- Leader: Chris Cannon and Brian Calvert
- Founded: 2012
- Headquarters: Vancouver, British Columbia
- Ideology: Satire and Politics
- Slogan: America, But Better

Website
- www.americabutbetter.com

= The Canada Party =

The Canada Party is a political satire group devoted to electing Canada as President of the United States. Founded in Vancouver, British Columbia, in 2012, the organization produces and shares a variety of satirical media, including videos, posters, memes, and various campaign material. In 2012, they published the Canadian bestseller America, But Better.

==Critical reception==
The Canada Party's inaugural video has received more than one million views and was described by George Stroumboulopoulos Tonight as "one of the top political ads of the 2012 election." Subsequent videos have tallied more than 80 million additional views.
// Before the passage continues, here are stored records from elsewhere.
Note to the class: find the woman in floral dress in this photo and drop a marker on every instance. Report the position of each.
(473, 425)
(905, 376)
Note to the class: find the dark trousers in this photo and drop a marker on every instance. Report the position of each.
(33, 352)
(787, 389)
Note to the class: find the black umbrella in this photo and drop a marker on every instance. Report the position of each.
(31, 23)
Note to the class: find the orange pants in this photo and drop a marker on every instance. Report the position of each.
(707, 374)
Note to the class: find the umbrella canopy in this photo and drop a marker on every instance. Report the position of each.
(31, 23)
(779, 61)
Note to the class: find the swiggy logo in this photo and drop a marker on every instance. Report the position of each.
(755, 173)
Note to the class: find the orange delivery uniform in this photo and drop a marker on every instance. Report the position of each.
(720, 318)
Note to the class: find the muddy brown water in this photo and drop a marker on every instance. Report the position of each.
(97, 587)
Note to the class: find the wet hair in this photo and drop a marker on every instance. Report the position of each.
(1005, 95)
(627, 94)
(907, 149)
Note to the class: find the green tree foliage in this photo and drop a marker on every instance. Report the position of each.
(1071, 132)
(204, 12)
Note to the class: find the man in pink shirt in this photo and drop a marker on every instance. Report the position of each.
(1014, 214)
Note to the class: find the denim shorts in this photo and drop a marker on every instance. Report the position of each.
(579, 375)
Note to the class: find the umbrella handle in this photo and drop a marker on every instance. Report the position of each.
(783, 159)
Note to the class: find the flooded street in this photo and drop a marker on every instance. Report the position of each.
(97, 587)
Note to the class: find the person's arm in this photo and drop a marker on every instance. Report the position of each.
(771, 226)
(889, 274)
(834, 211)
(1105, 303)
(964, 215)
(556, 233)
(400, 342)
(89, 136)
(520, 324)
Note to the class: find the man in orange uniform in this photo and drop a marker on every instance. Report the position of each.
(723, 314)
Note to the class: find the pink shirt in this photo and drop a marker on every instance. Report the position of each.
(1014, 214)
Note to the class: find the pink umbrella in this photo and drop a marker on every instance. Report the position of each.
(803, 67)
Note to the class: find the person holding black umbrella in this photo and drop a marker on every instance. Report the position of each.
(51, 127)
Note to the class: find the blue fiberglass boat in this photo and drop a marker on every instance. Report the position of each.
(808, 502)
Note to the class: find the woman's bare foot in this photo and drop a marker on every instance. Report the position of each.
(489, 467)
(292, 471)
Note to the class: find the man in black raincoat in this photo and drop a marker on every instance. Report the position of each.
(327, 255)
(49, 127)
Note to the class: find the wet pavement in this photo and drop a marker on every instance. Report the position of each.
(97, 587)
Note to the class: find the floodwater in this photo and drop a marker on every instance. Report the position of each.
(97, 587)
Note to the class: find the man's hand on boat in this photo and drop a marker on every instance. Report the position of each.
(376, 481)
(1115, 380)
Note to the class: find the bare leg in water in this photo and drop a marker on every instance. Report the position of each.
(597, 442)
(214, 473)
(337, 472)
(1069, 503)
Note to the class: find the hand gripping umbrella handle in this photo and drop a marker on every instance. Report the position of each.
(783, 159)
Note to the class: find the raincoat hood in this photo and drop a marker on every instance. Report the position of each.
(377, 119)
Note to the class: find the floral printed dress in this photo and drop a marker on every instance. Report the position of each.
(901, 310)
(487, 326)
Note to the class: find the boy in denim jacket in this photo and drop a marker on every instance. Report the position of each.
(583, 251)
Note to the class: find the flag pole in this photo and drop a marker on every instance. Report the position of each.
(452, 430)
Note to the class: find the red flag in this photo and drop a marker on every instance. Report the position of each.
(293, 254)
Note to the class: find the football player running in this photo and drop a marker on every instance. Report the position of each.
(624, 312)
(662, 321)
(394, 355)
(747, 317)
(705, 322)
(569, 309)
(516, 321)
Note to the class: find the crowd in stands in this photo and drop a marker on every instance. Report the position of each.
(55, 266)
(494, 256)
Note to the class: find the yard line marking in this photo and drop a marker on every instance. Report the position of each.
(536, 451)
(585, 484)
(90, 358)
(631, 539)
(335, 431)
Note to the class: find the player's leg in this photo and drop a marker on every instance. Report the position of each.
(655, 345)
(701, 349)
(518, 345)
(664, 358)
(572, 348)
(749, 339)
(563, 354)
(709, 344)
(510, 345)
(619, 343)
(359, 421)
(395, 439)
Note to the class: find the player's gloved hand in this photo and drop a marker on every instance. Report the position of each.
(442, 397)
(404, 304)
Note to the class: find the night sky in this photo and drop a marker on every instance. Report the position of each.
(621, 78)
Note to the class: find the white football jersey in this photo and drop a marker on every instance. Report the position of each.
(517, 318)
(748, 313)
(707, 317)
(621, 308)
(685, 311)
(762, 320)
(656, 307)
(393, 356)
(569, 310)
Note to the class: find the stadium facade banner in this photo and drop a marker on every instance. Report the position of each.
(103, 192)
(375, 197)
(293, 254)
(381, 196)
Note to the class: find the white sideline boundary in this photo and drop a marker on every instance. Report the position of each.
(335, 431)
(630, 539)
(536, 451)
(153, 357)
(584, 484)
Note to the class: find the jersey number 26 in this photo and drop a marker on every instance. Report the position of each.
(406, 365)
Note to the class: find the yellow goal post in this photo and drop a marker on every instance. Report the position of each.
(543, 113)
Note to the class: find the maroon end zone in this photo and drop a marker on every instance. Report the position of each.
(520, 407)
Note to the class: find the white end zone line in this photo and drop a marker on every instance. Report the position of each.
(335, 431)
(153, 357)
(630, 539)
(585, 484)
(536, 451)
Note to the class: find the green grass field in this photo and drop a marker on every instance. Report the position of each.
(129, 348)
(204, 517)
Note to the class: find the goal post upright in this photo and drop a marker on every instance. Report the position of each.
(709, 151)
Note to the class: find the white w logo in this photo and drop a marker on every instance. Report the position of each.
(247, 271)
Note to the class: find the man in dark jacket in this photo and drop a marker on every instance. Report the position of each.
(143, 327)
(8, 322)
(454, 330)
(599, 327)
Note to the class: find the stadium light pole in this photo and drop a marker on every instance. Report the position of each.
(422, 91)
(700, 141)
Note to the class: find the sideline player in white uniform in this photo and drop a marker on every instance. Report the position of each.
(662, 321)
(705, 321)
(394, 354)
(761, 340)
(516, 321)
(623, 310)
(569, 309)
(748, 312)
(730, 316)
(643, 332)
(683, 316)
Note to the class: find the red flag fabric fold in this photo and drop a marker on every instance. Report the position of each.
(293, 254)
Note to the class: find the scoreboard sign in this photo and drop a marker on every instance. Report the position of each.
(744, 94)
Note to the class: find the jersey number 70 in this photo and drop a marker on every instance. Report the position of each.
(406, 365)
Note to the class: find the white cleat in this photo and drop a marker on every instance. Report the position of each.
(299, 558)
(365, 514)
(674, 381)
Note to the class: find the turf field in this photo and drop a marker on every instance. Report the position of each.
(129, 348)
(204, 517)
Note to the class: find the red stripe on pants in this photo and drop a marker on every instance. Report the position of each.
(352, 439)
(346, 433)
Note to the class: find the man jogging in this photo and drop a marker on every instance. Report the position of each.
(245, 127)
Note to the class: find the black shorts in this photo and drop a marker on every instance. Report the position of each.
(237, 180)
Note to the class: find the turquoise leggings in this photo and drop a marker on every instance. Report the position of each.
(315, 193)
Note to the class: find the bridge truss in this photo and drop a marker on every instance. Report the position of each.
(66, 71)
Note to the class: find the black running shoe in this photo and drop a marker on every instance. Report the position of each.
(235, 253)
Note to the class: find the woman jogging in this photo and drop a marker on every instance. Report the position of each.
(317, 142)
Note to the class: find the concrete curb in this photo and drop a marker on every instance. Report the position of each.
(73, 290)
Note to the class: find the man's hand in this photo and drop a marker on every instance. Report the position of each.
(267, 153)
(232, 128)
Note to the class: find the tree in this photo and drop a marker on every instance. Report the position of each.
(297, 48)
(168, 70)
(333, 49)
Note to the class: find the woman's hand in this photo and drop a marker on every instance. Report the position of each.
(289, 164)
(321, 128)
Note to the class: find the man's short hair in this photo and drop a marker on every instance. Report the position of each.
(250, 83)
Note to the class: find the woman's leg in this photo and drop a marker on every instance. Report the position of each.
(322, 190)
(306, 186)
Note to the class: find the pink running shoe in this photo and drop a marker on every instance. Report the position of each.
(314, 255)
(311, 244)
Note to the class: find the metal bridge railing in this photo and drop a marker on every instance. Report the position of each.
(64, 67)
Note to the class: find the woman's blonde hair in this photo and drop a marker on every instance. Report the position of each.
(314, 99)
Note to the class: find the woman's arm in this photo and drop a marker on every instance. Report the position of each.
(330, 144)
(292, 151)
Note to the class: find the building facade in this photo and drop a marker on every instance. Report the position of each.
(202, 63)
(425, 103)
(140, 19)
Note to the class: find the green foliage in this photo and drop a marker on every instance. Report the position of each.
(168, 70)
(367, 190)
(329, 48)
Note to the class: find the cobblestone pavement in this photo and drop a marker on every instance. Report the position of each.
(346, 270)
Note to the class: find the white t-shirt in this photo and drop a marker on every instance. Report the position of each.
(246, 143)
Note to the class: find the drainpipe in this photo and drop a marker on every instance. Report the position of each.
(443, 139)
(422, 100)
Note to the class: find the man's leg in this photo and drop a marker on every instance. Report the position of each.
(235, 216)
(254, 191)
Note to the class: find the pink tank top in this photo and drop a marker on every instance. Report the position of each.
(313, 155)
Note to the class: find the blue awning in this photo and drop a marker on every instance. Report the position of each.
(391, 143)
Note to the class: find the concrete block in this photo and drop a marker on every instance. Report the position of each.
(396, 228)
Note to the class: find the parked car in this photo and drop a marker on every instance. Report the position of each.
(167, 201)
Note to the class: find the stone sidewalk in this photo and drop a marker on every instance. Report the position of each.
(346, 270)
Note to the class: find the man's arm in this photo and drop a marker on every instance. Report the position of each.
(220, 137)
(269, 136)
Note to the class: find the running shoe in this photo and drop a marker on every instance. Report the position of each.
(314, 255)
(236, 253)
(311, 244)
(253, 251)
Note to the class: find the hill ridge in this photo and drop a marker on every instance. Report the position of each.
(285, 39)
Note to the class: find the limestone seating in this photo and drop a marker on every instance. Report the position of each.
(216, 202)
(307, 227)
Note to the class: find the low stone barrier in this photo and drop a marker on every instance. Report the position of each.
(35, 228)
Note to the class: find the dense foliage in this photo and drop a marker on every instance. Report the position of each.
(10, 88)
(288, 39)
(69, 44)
The 2012 campaign was featured by outlets such as CNN, CBC, BBC, the Rush, and German State Television. C-SPAN produced a half-hour special on a campaign rally at the KGB Bar in New York City.

==Book==
America, But Better: the Canada Party Manifesto was published in August, 2012 by Douglas & MacIntyre. The book was a Canadian bestseller, with Publishers Weekly claiming of the authors "their bite is on par with that of the Daily Show, Stephen Colbert, and Bill Maher."